Envoyer à un ami | Version à imprimer | Version en PDF

Les voies de la migration

par Abdelkrim Zerzouri

Que serait-il arrivé si le drame survenu à Melilla, le 24 juin dernier, avait eu pour théâtre une ville autre que marocaine ? Imaginons un instant que les services de sécurité de ce pays soient derrière la mort des 37 migrants clandestins, qui ont péri parmi quelque 2.000 personnes qui ont tenté d'entrer en Espagne par cette frontière terrestre reliant l'Afrique à l'Europe. Dans ce contexte, on aurait fait tomber le ciel sur la terre pour condamner ce pays, l'accuser de fouler aux pieds les droits de l'Homme en tuant sauvagement des hommes sans défense.

Par un passé pas si lointain, quand l'Algérie avait engagé des actions pour le rapatriement des migrants clandestins vers leurs pays d'origine, cela avait provoqué des tempêtes médiatiques. On parlait de traitement inhumain réservé aux migrants subsahariens, alors que les migrants en question étaient transportés dans des bus jusqu'à la frontière, où ils étaient remis aux autorités nigériennes, avec lesquelles un accord a été conclu dans ce sens. Pas un seul migrant mort ou même blessé n'a été enregistré durant les opérations d'arrestation et d'évacuation des migrants. Et pourtant, on a exposé l'Algérie à un véritable lynchage médiatique. Quant au récent drame de Melilla, qui vient s'ajouter à d'autres drames similaires, les Occidentaux ne se cachent pas pour soutenir le Maroc d'avoir accompli un travail impeccable, en empêchant des centaines de migrants de pénétrer dans l'espace Schengen. Mieux, près de deux semaines après le carnage survenu à Nador et Melilla, la Commissaire européenne aux Affaires intérieures et le ministre espagnol de l'Intérieur sont arrivés à Rabat, vendredi dernier, pour signer avec le ministre marocain de l'Intérieur des accords d'un « partenariat rénové » afin de combattre les réseaux de traite humaine (entendre l'immigration clandestine).

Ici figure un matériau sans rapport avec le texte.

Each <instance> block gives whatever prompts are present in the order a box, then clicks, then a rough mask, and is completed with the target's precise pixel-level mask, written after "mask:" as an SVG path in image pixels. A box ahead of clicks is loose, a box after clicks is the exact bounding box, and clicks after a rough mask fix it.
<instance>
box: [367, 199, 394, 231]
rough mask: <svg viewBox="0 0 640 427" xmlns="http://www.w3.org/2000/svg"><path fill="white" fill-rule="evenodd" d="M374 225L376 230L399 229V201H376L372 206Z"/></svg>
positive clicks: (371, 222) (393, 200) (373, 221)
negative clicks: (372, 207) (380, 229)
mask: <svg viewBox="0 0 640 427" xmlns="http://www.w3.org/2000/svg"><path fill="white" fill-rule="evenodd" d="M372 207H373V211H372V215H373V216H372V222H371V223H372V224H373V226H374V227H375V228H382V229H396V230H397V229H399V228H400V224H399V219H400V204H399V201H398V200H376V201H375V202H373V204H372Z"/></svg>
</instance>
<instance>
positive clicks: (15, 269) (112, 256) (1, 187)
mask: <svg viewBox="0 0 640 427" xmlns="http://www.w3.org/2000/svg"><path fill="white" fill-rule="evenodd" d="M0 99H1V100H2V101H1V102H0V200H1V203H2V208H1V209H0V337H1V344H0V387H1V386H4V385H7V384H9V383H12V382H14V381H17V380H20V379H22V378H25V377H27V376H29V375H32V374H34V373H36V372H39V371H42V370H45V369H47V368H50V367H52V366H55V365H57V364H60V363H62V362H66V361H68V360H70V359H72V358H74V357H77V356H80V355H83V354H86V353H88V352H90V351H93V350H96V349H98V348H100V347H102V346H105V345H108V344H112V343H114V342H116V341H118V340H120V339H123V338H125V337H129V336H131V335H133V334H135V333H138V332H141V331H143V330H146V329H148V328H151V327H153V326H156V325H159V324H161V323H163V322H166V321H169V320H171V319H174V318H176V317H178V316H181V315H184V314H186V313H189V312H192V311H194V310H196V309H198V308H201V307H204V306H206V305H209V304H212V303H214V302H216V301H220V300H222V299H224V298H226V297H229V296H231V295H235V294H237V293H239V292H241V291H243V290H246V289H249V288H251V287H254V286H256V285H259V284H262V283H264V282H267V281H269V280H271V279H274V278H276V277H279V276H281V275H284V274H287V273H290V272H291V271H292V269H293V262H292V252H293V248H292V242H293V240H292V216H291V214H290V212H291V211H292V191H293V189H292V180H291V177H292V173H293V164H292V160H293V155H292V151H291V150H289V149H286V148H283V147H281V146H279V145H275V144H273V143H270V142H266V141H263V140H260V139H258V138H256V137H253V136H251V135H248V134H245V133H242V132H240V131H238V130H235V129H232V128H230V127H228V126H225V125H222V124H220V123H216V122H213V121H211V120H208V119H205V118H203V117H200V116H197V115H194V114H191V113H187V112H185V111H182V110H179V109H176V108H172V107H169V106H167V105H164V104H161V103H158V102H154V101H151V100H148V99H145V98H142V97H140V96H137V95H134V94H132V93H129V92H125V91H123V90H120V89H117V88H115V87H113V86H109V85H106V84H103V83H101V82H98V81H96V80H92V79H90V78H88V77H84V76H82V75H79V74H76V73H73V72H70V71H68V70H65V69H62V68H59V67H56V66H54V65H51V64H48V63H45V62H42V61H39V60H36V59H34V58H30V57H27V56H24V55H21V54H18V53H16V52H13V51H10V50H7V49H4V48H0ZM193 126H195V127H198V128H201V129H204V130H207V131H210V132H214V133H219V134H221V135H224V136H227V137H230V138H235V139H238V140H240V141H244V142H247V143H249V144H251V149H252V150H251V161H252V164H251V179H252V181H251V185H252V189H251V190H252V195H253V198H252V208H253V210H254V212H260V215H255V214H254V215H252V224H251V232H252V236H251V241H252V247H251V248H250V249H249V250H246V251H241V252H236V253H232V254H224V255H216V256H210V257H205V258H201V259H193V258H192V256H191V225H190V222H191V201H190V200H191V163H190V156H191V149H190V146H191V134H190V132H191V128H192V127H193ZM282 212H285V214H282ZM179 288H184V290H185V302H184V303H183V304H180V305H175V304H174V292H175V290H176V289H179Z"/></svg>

Selon des comptes-rendus médiatiques, l'accord « porte entre autres sur la gestion des frontières et le renforcement de la coopération policière », mais on ne dit pas comment et par quels moyens y arriver ? L'Europe est toujours prête à payer cash les pays qui collaborent dans le cadre de la lutte contre l'immigration, selon leurs plans, bien sûr, qui prévoient l'usage de moyens musclés et l'installation de camps pour organiser des internements administratifs des migrants clandestins. Preuve en est, ni les autorités marocaines ni les pays européens ne s'émeuvent face aux évènements tragiques de Melilla. Plus entreprenant que jamais, le Maroc poursuit devant la justice (procès prévus les 12 et 13 juillet) 65 migrants clandestins, dont un mineur, arrêtés le 24 juin dernier lors des évènements tragiques, notamment pour « entrée illégale sur le sol marocain ». Les migrants clandestins vont faire face dans les prochaines semaines à une répression et une pression qu'ils n'ont probablement jamais vécues par le passé. Que va-t-il se passer par la suite, ces migrants vont-ils abandonner leur rêve de rejoindre les rives nord de la Méditerranée ? Bien naïf celui qui le croirait. Car, la seule donnée qui va changer, c'est le parcours des migrants clandestins. On ne serait pas étonné de les voir prendre d'autres chemins qui passent par l'Algérie, la Tunisie et la Libye, non pas parce que ces pays sont plus permissifs, mais juste pour fuir l'enfer monté par les Européens pour les accueillir au Maroc.